Rand was very aware that the union in the case before him was involved in political activities, if by that we mean advocating for stronger labour laws and campaigning against the Conservative parties of the mid 1940s. These were highly charged political times, and the United Auto Workers were directly involved in those debates. You could equally draw the conclusion from this fact that by not specifically saying that dues can only be used for purposes directly related to the bargaining and administration of the collective agreement that he was not interested in trying to draw a line between ‘bargaining’ issues and ‘non-bargaining issues’, but rather was prepared to leave that as an internal union issue.

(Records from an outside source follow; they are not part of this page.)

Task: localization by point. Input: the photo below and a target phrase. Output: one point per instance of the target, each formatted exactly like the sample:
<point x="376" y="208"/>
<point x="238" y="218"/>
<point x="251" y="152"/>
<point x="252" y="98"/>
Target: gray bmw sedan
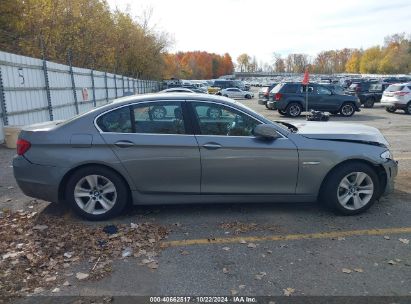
<point x="196" y="148"/>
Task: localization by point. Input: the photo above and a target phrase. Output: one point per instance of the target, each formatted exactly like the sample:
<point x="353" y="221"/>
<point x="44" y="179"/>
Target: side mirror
<point x="266" y="131"/>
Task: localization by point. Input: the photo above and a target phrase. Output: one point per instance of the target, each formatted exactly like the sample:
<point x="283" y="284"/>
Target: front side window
<point x="159" y="118"/>
<point x="217" y="119"/>
<point x="323" y="91"/>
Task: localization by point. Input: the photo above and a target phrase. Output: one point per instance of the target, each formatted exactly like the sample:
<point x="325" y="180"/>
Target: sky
<point x="262" y="27"/>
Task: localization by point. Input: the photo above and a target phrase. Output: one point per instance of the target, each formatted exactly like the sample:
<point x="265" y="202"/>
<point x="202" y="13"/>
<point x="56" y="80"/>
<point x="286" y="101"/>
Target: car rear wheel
<point x="390" y="109"/>
<point x="347" y="109"/>
<point x="351" y="189"/>
<point x="369" y="103"/>
<point x="294" y="109"/>
<point x="96" y="193"/>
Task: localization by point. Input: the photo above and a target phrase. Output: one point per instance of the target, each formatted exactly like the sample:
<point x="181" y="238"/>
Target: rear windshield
<point x="287" y="88"/>
<point x="395" y="88"/>
<point x="277" y="88"/>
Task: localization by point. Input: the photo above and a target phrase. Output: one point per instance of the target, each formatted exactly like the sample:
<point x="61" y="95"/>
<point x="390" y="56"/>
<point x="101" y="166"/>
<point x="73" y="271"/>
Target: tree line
<point x="90" y="35"/>
<point x="393" y="57"/>
<point x="197" y="65"/>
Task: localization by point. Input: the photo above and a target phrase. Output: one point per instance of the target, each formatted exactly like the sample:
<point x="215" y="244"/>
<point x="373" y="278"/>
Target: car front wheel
<point x="347" y="110"/>
<point x="390" y="109"/>
<point x="351" y="189"/>
<point x="96" y="193"/>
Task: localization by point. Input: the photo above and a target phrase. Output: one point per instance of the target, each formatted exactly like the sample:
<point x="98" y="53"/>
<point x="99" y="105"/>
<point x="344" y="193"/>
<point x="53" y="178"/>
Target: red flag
<point x="306" y="79"/>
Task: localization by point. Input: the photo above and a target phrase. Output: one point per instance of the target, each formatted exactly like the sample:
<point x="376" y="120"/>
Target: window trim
<point x="187" y="123"/>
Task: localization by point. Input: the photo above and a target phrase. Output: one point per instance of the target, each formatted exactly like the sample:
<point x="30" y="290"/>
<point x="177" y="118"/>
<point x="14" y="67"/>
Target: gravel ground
<point x="360" y="263"/>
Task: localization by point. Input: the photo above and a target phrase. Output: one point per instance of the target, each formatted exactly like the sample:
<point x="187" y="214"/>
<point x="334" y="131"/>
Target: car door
<point x="233" y="161"/>
<point x="155" y="144"/>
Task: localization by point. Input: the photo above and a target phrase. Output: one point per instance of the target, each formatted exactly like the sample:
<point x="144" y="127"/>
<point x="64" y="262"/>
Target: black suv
<point x="373" y="94"/>
<point x="290" y="99"/>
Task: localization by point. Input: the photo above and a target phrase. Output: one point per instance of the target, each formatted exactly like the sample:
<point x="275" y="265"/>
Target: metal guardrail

But, in any event, Poilievre so far seems to be saying that he believes in the Rand Formula, which would require all bargaining unit employees to pay union dues, even nonunion members. His only objection is that he believes workers should be able to ask that their dues not be spent on political causes with which they disagree. That is essentially the way the law works throughout most of the United States.
However, although seemingly praising the Rand Formula throughout the article, he then suddenly surprises the reader in the last line by saying this:
If union leaders refuse to follow the Rand Formula, then why should anyone else?

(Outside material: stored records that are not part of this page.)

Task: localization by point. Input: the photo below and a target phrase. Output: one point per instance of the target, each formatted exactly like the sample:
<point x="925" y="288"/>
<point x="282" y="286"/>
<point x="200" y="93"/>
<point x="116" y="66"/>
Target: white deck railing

Considering what he had written in the op-ed , you would think that his argument would be that the law should ban forced union membership and give workers the right to tell the union not to spend dues on political causes they disagree with. But with this sudden, unexpected last line, his argument is suddenly jolted in a different direction.
He now appears to be arguing that since some unions bargain mandatory union membership clauses (which Rand rejected), and some unions spend part of the dues collected on political purposes (which Rand did not address), then there is no reason to Respect Rand’s main finding that all employees in a bargaining unit should have to pay union dues. Do you see the slight of hand there? Until the last sentence, he never hints that he has a problem with Rand’s essential finding that all employees should pay union dues if that is what the majority of employees decide is reasonable.
Poilievre has to make this big leap of logic if he is to argue later in Parliament that mandatory union dues clauses should be made illegal, and not just forced union membership and use of dues for political causes with which a worker disagrees. You see, Rand believed in the right of workers and unions to bargain mandatory union dues clauses, but the Tories do not. That is why it is so very strange to see a Conservative MP cite the Rand Formula favourably, as Poilievre does here. The Tories need a way around the Rand Formula, recognizing that not even Conservative politicians have ever before made the untenable argument that the law should force unions to provide free services to nonmembers. However, that is exactly what the Ontario Conservatives are saying should happen, and probably Poilievre believes that too.
Do you agree with Poilievre’s argument?
Do you think the government should force unions to provide free services to nonunion members?